Uit het leven van een Karmelietes Een jonge vrouw wordt geroepen tot een Godsgewijd leven.
Haar roeping zal ze verwoorden in een dichtbundel: ...DOORHEEN MOERAS EN KLAVER...
03-12-2007
MINNAAR
Mijn trouwe speelkameraad, ik vond u terug in mijn verste herinnering. In de tijd van het kindje dat urenlang met de handjes aan de teentjes speelde.

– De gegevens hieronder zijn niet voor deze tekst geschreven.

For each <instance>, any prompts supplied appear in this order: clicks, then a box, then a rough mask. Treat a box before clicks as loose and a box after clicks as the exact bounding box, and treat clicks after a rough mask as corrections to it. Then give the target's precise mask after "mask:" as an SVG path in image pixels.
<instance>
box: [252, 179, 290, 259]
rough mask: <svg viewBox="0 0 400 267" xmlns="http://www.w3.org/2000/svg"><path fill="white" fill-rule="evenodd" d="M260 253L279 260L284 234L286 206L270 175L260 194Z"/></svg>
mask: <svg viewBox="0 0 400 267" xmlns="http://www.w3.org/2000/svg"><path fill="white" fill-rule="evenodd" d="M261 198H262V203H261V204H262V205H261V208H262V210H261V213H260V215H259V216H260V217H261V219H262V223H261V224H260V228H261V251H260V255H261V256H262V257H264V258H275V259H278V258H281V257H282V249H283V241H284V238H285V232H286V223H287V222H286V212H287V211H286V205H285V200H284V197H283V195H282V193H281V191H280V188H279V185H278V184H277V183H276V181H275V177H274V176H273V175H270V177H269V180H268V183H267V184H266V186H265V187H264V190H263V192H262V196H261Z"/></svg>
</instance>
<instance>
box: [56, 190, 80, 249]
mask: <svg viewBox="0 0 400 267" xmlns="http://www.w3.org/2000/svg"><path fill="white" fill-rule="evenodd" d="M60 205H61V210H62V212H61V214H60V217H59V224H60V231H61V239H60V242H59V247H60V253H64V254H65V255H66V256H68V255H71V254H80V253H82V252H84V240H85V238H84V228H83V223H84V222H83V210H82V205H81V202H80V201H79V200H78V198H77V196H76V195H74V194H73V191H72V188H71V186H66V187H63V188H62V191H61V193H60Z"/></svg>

En toen ik verder ging vond ik een verre vriend. De eerste en de trouwste. In de tijd van de tiener met de vragen. En ik zocht naar oude gedachten maar vond ze niet.
Verdergaand zag ik de lieve Meester. In de tijd van het radeloze meisje met de eerste zorgen en het kleine verdriet maar zoeken naar gedachten had geen zin. Ik vond ze niet.
Nu ik de tijd ontgroeid ben en samen met U ouder werd hek ik het mogen weten waarom Gij speelmakker gebleven zijt ondanks al mijn grillen.
Waarom Gij vriend werd en bleef al waren er dagen dat ik het niet wou weten en Jou als vriend verraden heb
Waarom Gij meester werd en geduldig bleef bij al mijn zinloos praten. Waarom Gij mij de liefde leerde al was ik beter in het haten.